What were the disciples afraid of that evening? They feared for Jesus’ life and their own safety. Just days before when Jesus told them they were going to Bethany because Lazarus was gravely ill, Thomas uttered those immortal words, “Let us go and die with him.” Thomas knew they could not get that close to Jerusalem and remain safe.

Even if they didn’t die with Jesus while in Jerusalem, what would the future hold? Could they continue the work Jesus began? Did they have what it would take to accept this challenge?  They were unsure, and Jesus was fully aware of their lack of confidence and fear.

What strikes fear in your heart this morning? What is threatening you and undermining your confidence? What is keeping you awake and making you restless?

Is someone you depended upon gone, which means you must chart a new course? Are you facing an intimidating challenge and unsure if you have what it takes to succeed? Have you received a bad health report which leaves you wondering what the future holds? Are you facing unexpected expenses with no money to cover them? Do you have a child whose life is spinning out of control and headed for a crash?

What do you think Jesus wants you to know as you gather around this table? What did he want the disciples to know the evening they gathered in the Upper Room?

Above all, I believe he wanted them to know they were not alone and never would be. The Father was prepared to send another Advocate, the Holy Spirit, who would reside in their hearts and walk alongside them providing the same things for them Jesus had.

God as Spirit would console them when they were grieving, guide them when they were confused, strengthen them when they were weak, remind them what Jesus had taught them when their memory failed, reveal to them the deepest truths about life and faith, give them confidence and courage when they struggled with feelings of inadequacy, grant them hope when they were reeling in despair, open doors of opportunity when they were facing dead ends, forgive them when they sinned, help them rebuild their lives after their dreams were shattered,  and give them peace when they were restless by walking with them every step of their way.  
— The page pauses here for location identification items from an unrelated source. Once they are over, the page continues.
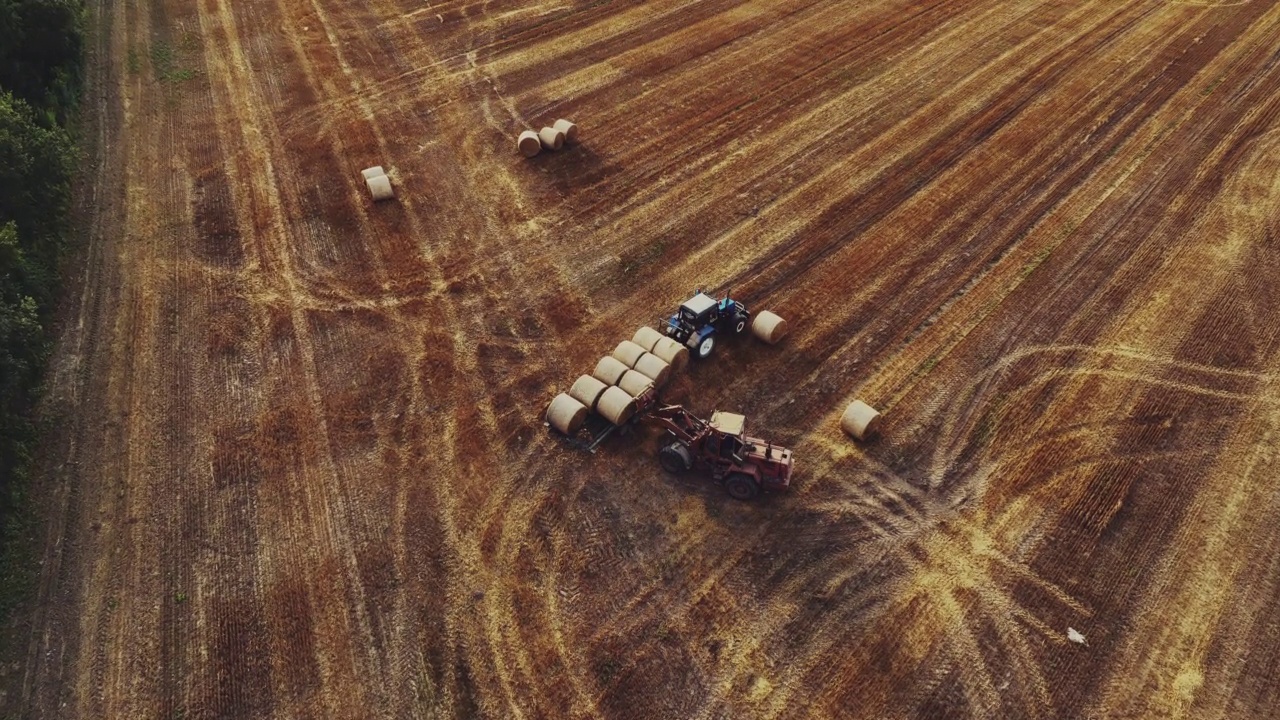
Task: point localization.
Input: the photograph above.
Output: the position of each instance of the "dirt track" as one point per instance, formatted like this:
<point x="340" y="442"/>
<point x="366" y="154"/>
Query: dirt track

“Peace I leave with you; my peace I give to you. I do not give to you as the world gives. Do not let your hearts be troubled, and do not be afraid.”

I am drawn to the contrast Jesus mentioned between the peace he was giving them and the peace the world offered. What was that difference? For me, it is this.
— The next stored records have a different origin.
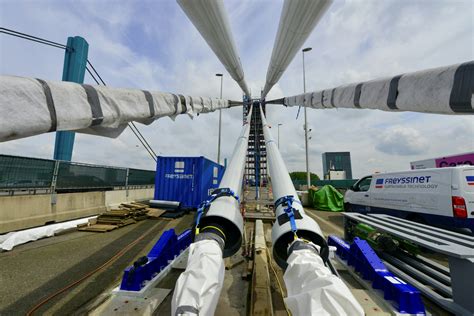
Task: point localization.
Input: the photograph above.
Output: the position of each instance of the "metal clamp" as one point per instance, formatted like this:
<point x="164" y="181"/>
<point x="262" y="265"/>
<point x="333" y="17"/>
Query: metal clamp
<point x="287" y="201"/>
<point x="204" y="206"/>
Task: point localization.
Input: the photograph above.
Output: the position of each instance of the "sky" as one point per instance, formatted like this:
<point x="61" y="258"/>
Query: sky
<point x="152" y="45"/>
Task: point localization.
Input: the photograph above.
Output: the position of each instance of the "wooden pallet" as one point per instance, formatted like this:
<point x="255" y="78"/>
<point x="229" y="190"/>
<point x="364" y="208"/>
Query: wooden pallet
<point x="98" y="228"/>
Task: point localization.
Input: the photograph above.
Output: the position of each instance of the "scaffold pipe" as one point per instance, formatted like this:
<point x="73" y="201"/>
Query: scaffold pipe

The peace of Christ was not the absence of difficulties, conflict, temptation, challenges, turmoil, pain, disappointment, or want. Instead, it was the presence of someone, the Living God, who would be their constant companion and encourager.

The peace of Christ was not found in things which could be here today and gone tomorrow, but a relationship with a loving God who would always be with them, and faithful friends who would accompany them on their journey of faith. In these eternal and endearing relationships, they would find confidence, courage, direction, hope and peace.

Is this what Jesus wants you to know? Is this what Jesus wants to give you this morning? Is this what you need as you gather around this table?

If so, will you invite the Holy Spirit into your heart and let the Spirit accompany you on your journey? Will you seek God’s will as you draw close to the Spirit through meditation, prayer, worship, study and service?

Will you ask God to help you be this kind of friend to someone who needs your companionship? Will you let the Spirit use you as you draw close to those around you and seek to support and encourage them?

“The only thing we have to fear is fear itself.” This really is true as a follower of Jesus. Let’s talk to the Lord about this as the bread and cup are passed.